NGF exerts its biological action through the contribution of two receptors: the high-affinity TrkA and the low-affinity p75 [18]. In endothelial cells, NGF-mediated TrkA phosphorylation activates the mitogen-activated protein kinase pathway and leads to cell proliferation [5]. The role and signalling pathway of p75 are still controversial. The receptor has been linked to apoptosis of vascular smooth muscle cells [19], neurons and oligodendrocytes [20], although consensus on this theory is not universal [21]. Our study is the first to propose a correlation between p75 and apoptotic death of endothelial cells, and to indicate a possible implication of p75 in diabetic microangiopathy. Up-regulation of the receptor may be a hallmark of death for diabetic tissues subjected to ischaemic insult (as shown here) or to mechanical cutaneous injury (see article by Graiani et al. in this issue of Diabetologia). The large up-regulation of p75 in endothelial cells, which occurred concomitantly with reduced NGF in the ischaemic limb muscles of Type 1 diabetic mice, may lead to an excess of p75 not occupied by their ligand. A similar scenario has been implicated by some authors in the generation of apoptotic signals in neurons [22, 23, 24, 25]. Moreover, the interaction between NGF and TrkA, as well as post-receptorial TrkA signalling, may be affected by reduced NGF and increased p75 expression. Additional work will be necessary to clarify whether p75 has a direct pro-apoptotic effect on endothelial cells and to identify the molecular signalling that leads to activation of p75 in diabetic endothelial cells.

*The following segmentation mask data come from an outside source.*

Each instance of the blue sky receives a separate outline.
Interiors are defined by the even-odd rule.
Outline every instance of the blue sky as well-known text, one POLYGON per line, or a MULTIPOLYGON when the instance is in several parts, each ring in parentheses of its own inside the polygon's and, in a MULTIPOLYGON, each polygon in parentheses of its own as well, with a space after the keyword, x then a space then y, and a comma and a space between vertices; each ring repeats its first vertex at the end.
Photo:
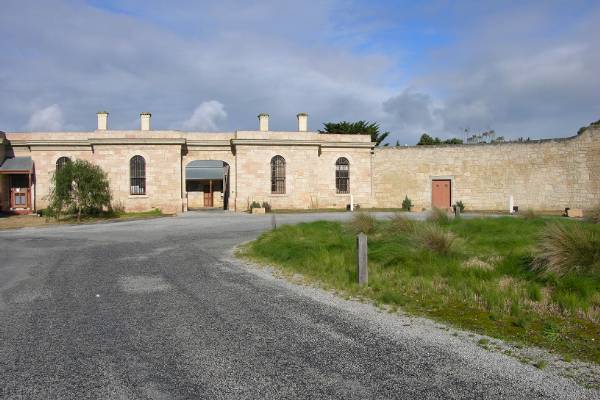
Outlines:
POLYGON ((3 1, 0 130, 294 130, 377 121, 413 144, 600 119, 598 1, 3 1))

Most importantly, in a diabetic mouse model with superimposed ischaemia, we demonstrated that NGF supplementation stimulates reparative neovascularisation, improves blood flow recovery and concomitantly decreases the number of p75-positive endothelial cells and apoptosis. Interestingly, with regard to possible clinical exploitation, repeated local administration of NGF into ischaemic limbs did not endanger the retina of mice. This is not a secondary issue, as it is well known that abnormal capillarisation causes retinopathy, one of the most diffuse and severe complications of diabetes. Moreover, we did not observe any evident signs of abnormal behaviour connected to increased pain perception in NGF-treated mice.

In conclusion, our study suggests that NGF may represent a potential new therapeutic tool to combat microvascular complications caused by diabetes.